ProPublica is funded in part by grants from left-leaning foundations including the Sandler Foundation, which gave $2 million in the year ended June 30, 2024; the MacArthur Foundation, which has given a total of $8,050,000; the Hewlett Foundation, which has given $3,750,000, and the Carnegie Corporation of New York, which has given $1,950,000. The Crankstart Foundation, run by Sequoia Capital’s Michael Moritz, donated $6.5 million in 2024.

The site’s news coverage is closely aligned with the Democratic Party agenda. Recent headlines include "New Moms in Wisconsin to Get Extension of Vital Benefits After GOP Powerbroker Ends Holdout," "Under GOP Pressure, Federal Agency Pulls Climate Change Chapter From Official Manual for U.S. Judges," and "A Year in Trump’s Mass Deportation Campaign." Among the most read stories in 2025 was an article headlined "To Pay for Trump Tax Cuts, House GOP Floats Plan to Slash Benefits for the Poor and Working Class." GOP is headline jargon for the Grand Old Party, which is to say, the Republicans. 

….

It’s unclear whether a strike would force ProPublica to cease publication or if it would continue publishing by having management or even replacement workers pump out copy demonizing Republicans. The organization is hiring; current openings include a defense reporter, to be paid $135,000 to $165,000 plus benefits, which include a retirement plan match of up to 5 percent of salary, 90 percent employer-paid health insurance, and "Company Issued Cell Phone or Cell Phone Bill Reimbursement (up to $80 per month)."

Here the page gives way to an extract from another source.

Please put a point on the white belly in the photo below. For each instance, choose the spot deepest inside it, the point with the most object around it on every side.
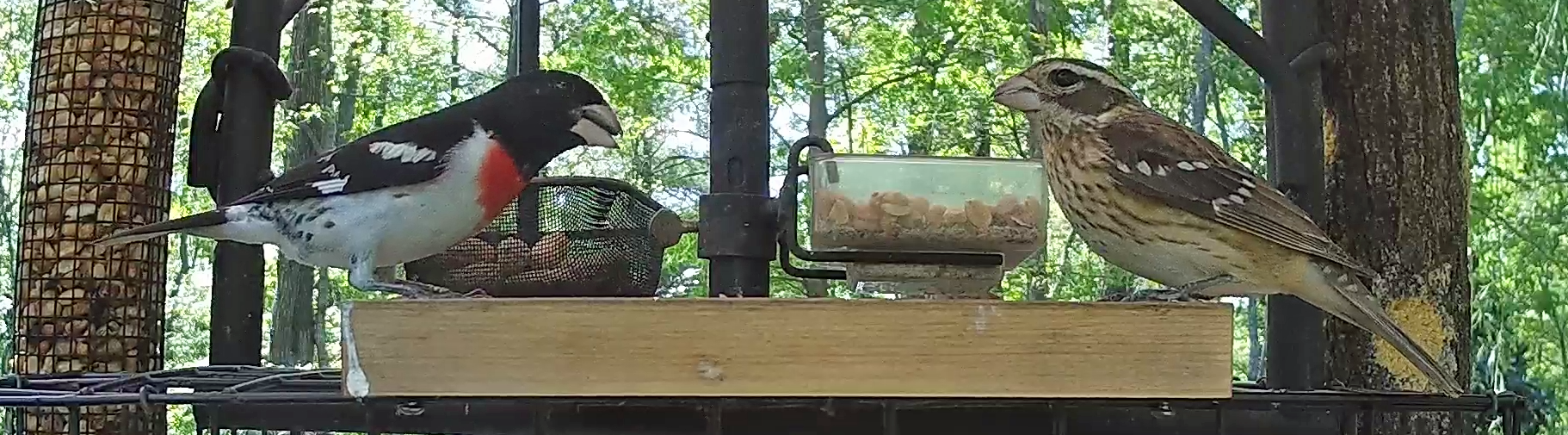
(400, 225)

It’s almost tempting to contribute to the strike fund just to entice the Republican-demonizing reporters to walk off the job as midterm elections approach. If it works, the tactic could be used widely. Maybe a good investment would be funding cranky labor-union organizers at ZeteoDrop Site News, Al Jazeera, and other hostile publications, especially since the things the organizers appear most eager for—restrictions on use of artificial intelligence and layoff protections that make it nearly impossible to fire employees—are precisely provisions that impede productivity gains.